The Salvation Army’s children’s homes were divided by gender between 1950 and 1983. A men’s social services secretary at territorial headquarters oversaw the boy’s homes, with an equivalent women’s secretary for the girl’s homes. Each of the homes had a managerial structure in place where the person who ran the home was the ‘manager’. This individual in turn was a senior ranking officer in the Salvation Army. He was usually a captain, although sometimes a major.
The manager was responsible for the home. He received and dealt with complaints and disciplined residents. Managers were accountable to both the divisional and territorial headquarters staff. Headquarters staff had to inspect the homes they operated each year. However, managers had a very high level of control over the homes, which they exercised with only limited supervision by either headquarters. The Salvation Army children’s homes also operated under government licences.

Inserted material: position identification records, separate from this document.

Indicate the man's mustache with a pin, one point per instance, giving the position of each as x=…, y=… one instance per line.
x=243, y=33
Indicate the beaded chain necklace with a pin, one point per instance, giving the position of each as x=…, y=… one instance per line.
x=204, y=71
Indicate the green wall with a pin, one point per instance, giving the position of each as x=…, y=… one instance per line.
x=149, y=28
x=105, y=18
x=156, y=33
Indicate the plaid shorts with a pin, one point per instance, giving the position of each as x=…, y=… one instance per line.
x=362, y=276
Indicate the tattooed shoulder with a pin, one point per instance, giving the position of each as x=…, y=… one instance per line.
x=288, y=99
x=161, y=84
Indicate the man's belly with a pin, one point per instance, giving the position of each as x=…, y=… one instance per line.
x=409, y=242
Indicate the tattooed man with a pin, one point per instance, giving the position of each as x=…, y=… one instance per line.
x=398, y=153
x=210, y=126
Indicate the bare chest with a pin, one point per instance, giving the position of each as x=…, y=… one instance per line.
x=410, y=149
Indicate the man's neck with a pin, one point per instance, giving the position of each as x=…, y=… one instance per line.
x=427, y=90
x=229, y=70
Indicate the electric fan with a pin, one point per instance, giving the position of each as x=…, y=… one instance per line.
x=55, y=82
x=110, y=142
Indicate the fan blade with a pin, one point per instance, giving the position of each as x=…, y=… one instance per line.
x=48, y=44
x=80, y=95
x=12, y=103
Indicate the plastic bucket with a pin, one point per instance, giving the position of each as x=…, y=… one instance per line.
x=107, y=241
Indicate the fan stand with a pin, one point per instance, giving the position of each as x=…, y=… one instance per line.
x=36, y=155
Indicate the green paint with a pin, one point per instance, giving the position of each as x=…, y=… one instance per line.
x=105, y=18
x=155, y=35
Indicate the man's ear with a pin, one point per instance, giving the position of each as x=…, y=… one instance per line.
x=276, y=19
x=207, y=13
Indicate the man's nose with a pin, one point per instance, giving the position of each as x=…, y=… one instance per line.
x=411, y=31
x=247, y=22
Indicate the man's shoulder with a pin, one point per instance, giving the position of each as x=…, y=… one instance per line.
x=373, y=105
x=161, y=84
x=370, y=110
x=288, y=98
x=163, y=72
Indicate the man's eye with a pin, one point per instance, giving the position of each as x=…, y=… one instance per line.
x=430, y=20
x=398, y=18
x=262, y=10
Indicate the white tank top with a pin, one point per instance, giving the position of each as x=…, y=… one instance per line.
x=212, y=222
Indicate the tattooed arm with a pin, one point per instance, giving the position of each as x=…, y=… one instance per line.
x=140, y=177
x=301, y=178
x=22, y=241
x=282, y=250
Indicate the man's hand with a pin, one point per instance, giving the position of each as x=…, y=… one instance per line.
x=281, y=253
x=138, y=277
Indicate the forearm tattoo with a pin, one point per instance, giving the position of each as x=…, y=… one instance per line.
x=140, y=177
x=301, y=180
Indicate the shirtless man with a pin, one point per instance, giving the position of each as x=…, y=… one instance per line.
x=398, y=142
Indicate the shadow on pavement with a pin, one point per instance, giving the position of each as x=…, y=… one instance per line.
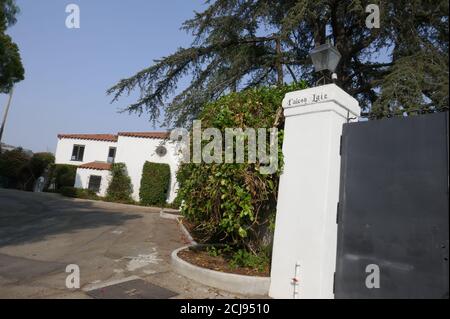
x=27, y=217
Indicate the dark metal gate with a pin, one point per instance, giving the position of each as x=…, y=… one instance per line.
x=393, y=209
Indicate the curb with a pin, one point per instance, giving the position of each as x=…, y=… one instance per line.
x=245, y=285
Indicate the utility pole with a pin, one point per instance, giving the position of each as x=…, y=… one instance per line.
x=5, y=114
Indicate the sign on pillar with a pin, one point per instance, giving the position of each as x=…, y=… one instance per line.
x=304, y=250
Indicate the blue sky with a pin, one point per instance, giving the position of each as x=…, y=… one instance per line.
x=67, y=71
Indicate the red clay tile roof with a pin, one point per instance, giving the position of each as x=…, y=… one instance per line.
x=97, y=165
x=162, y=135
x=113, y=138
x=96, y=137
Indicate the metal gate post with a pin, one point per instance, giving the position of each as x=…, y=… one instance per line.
x=305, y=229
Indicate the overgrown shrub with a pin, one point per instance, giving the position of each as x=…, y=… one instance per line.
x=15, y=169
x=64, y=175
x=155, y=183
x=235, y=204
x=68, y=191
x=40, y=162
x=120, y=188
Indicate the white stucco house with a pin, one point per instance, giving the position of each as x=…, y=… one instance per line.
x=95, y=153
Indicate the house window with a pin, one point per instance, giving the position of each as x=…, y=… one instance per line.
x=161, y=151
x=111, y=154
x=94, y=183
x=77, y=153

The Royal Commission into Institutional Responses to Child Sexual Abuse found the Salvation Army was negligent and responsible for the physical and sexual abuse that occurred in many of the homes operated and owned by them. In Case Studies number 5 and 33, the Royal Commission heard allegations of physical and sexual abuse from nearly 150 victims. In short, the Royal Commission concluded that the Salvation Army suffered from the following systematic issues:
training and supervision of staff working with children;
mechanisms for handling complaints of sexual abuse from children;
oversight of staff and institutions working with children in out-of-home care;
reporting of physical and sexual abuse to child protection authorities;
reporting of physical and sexual abuse to the police; and
record keeping in non-government institutions.
While the Salvation Army through Commissioner Condon did apologise for the harm and trauma it had inflicted on many children, and promised to implement and adopt a restorative justice approach to assist people who come forward with complaints of sexual abuse and other mistreatment, the apology and the new measures still come too little and too late for the trauma many victims have had to endure.
Artemis Legal has represented clients and is still representing clients who were victims of physical and sexual abuse at homes and institutions run by the Salvation Army.